Food can and does replace exercise, meditation and therapy for many people because it hits all the pleasure spots! We must learn to deal with issues in the way that they should be dealt with.

Susan Albers, Psy.D., supports “learning calorie-free coping skills”. This really is the best way to avoid overeating as it occupies the minds towards other things.

Many of my clients say that mindless eating is also a problem. Mindless eating occurs when:

  • You put something in your mouth before even considering whether you’re hungry or not. Just because it’s there, you’ll put your hand out like a robot, pick it up and stick it in your mouth.
  • You watch TV or play on the computer or text while eating. You’re not connecting your mind and body in the act of eating.
  • Making unconscious choices about food based on instant gratification.

Calorie-Free Coping Skills

  • Pick a hobby that takes your focus away from food. For example, play a musical instrument, learn something new by watching YouTube videos or take evening recreational classes.
  • Exercise – it clears your mind and even helps you cope with any problems you may be facing that is causing you to eat emotionally.
  • Seek help to deal with your problem whether it’s a coach, advisor, mentor or even a family member.
  • Create rules for yourself. For example, brush teeth after dinner to avoid snacking.

Your Environment and/or Culture

Where you grew up and how the people around you eat, could be an indicator of your emotional eating habits. In many cultures it is customary to always eat when offered food. This could lead to eating when not hungry. Friends and family may be over eaters and you’ve developed the habit from your environment as a way to not feel left out.

“A study from the Journal of the Academy of Nutrition and Dietetics” has confirmed that people will naturally (subconsciously) match the equivalent quantities of food as the people they are eating with. Be sure to pay attention next time you’re in this situation.

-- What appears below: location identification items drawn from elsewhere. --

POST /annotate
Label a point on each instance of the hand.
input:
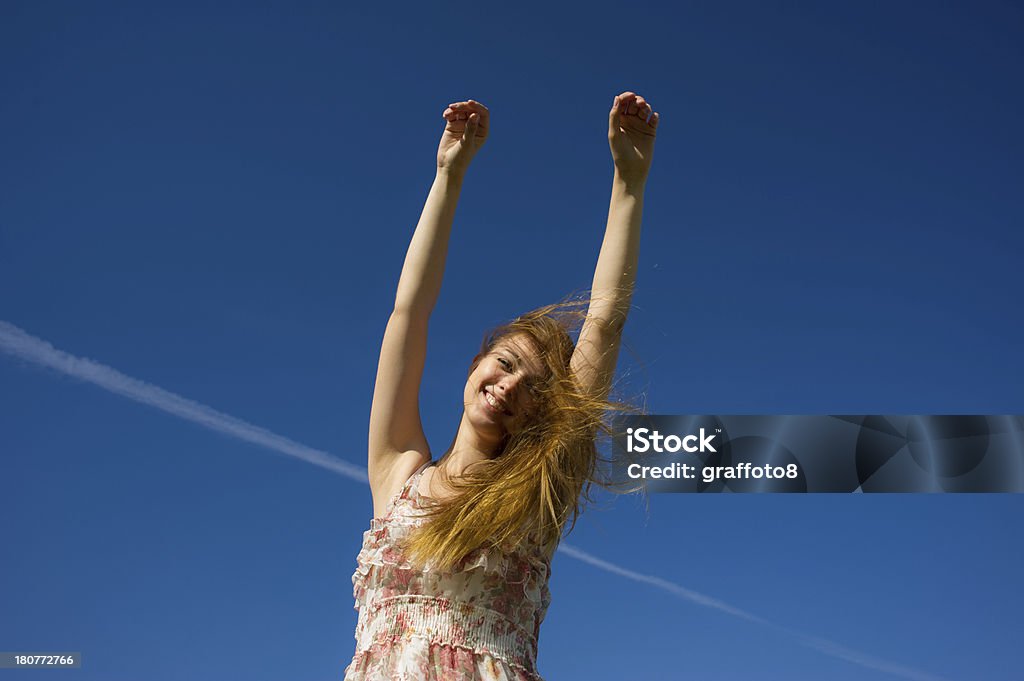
(632, 126)
(466, 131)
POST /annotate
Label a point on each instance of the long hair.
(538, 483)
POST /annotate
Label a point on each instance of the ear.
(475, 363)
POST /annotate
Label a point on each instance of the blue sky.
(214, 200)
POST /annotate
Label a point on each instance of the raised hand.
(468, 123)
(632, 127)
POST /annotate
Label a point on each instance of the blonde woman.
(452, 581)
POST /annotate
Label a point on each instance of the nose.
(509, 385)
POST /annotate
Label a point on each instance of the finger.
(615, 115)
(628, 102)
(471, 126)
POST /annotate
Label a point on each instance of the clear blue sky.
(215, 199)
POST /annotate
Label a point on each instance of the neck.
(470, 447)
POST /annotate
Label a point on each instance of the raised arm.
(396, 443)
(632, 127)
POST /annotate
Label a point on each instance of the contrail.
(20, 344)
(16, 342)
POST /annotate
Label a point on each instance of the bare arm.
(396, 442)
(631, 136)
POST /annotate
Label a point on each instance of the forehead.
(523, 350)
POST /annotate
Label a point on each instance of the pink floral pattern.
(479, 621)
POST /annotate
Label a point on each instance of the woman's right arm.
(397, 444)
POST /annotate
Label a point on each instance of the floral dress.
(478, 621)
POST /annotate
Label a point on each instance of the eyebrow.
(506, 348)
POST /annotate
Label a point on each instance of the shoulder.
(391, 482)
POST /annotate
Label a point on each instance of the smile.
(494, 405)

You Don’t Realize You Are Overeating

This is probably the most obvious and the most frustrating reason because the emotional habit has literally consumed the person at this point. There is just no realization and therefore no action taken to counter this issue.

At this point, help is very necessary, and one should not be ashamed to reach out in order to restore their self-image and detrimental habits.

The short and long-term side effects are simply not worth neglecting emotional eating habits. Take charge of your health!